Schools Face Prolonged Recovery from COVID Absenteeism Crisis According to Report

A new report indicates that the rate of students who are consistently absent from school has become so severe during the pandemic that it may not return to pre-COVID levels until 2030. However, this projection is based on optimistic assumptions about future improvements, and some states may take even longer to recover. According to an analysis from the American Enterprise Institute, Louisiana, Oregon, and South Carolina saw an increase in the percentage of students who were chronically absent for at least 10% of the school year in 2022-23.

The map displays chronic absenteeism levels for states that have already published the data from the 2022-23 school year. (American Enterprise Institute)

Chronic absenteeism is identified as the “greatest post-pandemic challenge” for schools, according to the report based on data from 39 states. Nat Malkus, a senior fellow at a conservative think tank, asserts that minor reductions in chronic absenteeism rates will not be sufficient to prevent long-term disaster, especially in low-performing and high-poverty districts that already struggled with absenteeism prior to the pandemic. Malkus emphasizes the need for districts to prioritize attendance and involve parents, suggesting that parents are more likely to respond to messages from their children’s teachers than from administrators.

Another study examining chronic absenteeism reveals a significant increase in the number of districts where at least 30% of students missed 18 or more days of school. The analysis categorizes chronic absenteeism rates into five levels, with extreme being the highest.

According to Hedy Chang, the executive director of Attendance Works, nearly 11% of districts in the country had extreme levels of chronic absenteeism before the pandemic. However, by 2021-22, this rate had more than tripled to almost 39%. The data underscores the need for immediate action from policymakers and state education agencies, according to the researchers.

‘It’s alarming’

Several state lawmakers have recognized the urgency of addressing chronic absenteeism. In Maryland, for example, the Senate judicial committee questioned the interim state chief, Carey Wright, about the high rates of absenteeism in Baltimore schools. Wright expressed concern about chronically absent young children negatively impacting their educational progress. In Maryland, the number of schools with extreme chronic absenteeism rates increased from 274 to 700 between 2017-18 and 2021-22.

Principal Lori Phelps of Woodbridge Elementary in Catonsville shared how her staff successfully reduced the chronic absenteeism rate from 28% to just over 9% through targeted interventions. The school identified patterns that contributed to absences and implemented strategies to address them, such as offering an afternoon program on early-release days and waiving fees for students with high rates of absenteeism.

Woodbridge Elementary in Catonsville, Maryland, was able to reduce chronic absenteeism levels by nearly 20 percentage points last school year. (Woodbridge Elementary School)

No buses

One significant obstacle even for parents who are committed to ensuring their children attend school regularly is transportation. Michelle Exstrom, the education director for the National Conference of State Legislatures, reports that all school districts in Colorado have reduced bus routes due to budget constraints or driver shortages. This lack of transportation options disproportionately affects rural areas, where children may be unable to attend school if they don’t have a ride.

Denver Public Schools is among the Colorado districts that have cut bus routes or reduced the number of stops, which contributes to attendance problems. (Katie Wood/The Denver Post/Getty Images)

In Ohio, lawmakers are proposing a measure to combat chronic absenteeism in kindergarten and ninth-grade by offering additional financial support to families in low-income districts. The pilot program aims to reduce absenteeism rates in those grades and potentially save money in the long run on dropout recovery services.

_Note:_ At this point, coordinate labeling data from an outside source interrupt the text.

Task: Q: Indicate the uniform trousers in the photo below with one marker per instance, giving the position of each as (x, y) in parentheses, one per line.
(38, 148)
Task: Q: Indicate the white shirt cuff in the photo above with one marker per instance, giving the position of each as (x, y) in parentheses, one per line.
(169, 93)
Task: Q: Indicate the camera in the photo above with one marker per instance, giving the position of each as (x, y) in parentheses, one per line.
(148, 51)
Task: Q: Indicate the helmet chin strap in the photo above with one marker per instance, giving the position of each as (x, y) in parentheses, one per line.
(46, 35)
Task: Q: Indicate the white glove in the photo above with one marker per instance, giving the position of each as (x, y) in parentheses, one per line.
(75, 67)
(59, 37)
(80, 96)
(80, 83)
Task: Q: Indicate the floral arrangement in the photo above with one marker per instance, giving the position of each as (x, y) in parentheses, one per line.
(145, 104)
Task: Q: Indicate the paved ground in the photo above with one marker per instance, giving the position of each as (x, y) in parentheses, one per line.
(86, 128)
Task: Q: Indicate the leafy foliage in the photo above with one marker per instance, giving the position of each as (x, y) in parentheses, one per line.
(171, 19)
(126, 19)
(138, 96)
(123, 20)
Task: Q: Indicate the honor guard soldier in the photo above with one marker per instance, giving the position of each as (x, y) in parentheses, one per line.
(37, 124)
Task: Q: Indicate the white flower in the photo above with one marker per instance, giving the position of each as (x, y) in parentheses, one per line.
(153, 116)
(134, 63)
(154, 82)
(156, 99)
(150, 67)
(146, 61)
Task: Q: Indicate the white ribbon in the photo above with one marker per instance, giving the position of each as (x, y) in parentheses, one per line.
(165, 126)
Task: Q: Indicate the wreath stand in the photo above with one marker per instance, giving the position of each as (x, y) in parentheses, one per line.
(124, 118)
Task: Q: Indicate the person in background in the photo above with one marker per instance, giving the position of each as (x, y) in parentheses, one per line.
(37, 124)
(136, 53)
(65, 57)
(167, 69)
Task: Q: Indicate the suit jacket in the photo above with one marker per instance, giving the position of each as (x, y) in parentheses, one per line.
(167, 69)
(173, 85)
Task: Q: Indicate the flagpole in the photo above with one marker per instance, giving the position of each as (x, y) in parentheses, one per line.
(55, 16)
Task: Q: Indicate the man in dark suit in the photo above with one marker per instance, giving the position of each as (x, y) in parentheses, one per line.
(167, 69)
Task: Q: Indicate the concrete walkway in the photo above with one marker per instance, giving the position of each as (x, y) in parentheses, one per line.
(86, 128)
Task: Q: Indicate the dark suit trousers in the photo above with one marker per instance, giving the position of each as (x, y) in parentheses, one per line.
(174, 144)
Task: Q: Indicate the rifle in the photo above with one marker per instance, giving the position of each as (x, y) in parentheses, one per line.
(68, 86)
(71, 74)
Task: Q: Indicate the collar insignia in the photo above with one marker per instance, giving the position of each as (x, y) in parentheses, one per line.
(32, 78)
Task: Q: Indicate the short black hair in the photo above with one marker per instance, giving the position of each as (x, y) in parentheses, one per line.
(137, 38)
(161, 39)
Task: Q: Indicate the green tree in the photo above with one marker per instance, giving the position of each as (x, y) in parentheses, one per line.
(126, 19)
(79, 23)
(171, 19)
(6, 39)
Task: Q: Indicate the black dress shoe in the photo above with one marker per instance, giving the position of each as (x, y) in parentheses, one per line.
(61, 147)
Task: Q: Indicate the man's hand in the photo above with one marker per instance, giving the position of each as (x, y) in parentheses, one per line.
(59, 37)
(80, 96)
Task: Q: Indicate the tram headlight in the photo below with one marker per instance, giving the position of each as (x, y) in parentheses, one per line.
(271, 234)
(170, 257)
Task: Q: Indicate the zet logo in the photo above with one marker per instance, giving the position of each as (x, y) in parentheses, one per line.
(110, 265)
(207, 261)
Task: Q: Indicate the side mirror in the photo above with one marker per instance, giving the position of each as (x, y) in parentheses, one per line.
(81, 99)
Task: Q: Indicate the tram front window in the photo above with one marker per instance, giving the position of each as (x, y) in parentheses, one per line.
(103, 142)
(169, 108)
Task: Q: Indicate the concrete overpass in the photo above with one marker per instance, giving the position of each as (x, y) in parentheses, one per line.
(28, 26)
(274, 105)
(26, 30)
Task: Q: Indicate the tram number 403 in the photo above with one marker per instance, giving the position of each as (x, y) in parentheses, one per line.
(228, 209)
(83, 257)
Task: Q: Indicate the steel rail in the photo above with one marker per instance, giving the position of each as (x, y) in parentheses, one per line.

Similar initiatives are being considered in Washington, where grants for home visits and tutoring are being considered to support high school students who frequently miss school, and in Virginia, where legislation would broaden the definition of “educational neglect” to encompass a parent’s failure to comply with attendance requirements.

‘Studied in real time’

While state-level solutions have been proposed, the experts interviewed for the report express skepticism about their efficacy in addressing the highly localized nature of the chronic absenteeism problem. There are unique circumstances in different communities, such as the impact of wildfires in Oregon, which cannot be adequately addressed by blanket state legislation. The experts advocate for local flexibility in tackling the issue of chronic absenteeism. However, they agree that states can play a crucial role in producing more accurate and timely data, allowing for real-time analysis and targeted interventions.

Overall, the report emphasizes the urgent need to address chronic absenteeism and highlights the critical role of schools, educators, parents, and policymakers in implementing effective strategies to improve attendance rates and support students’ academic progress.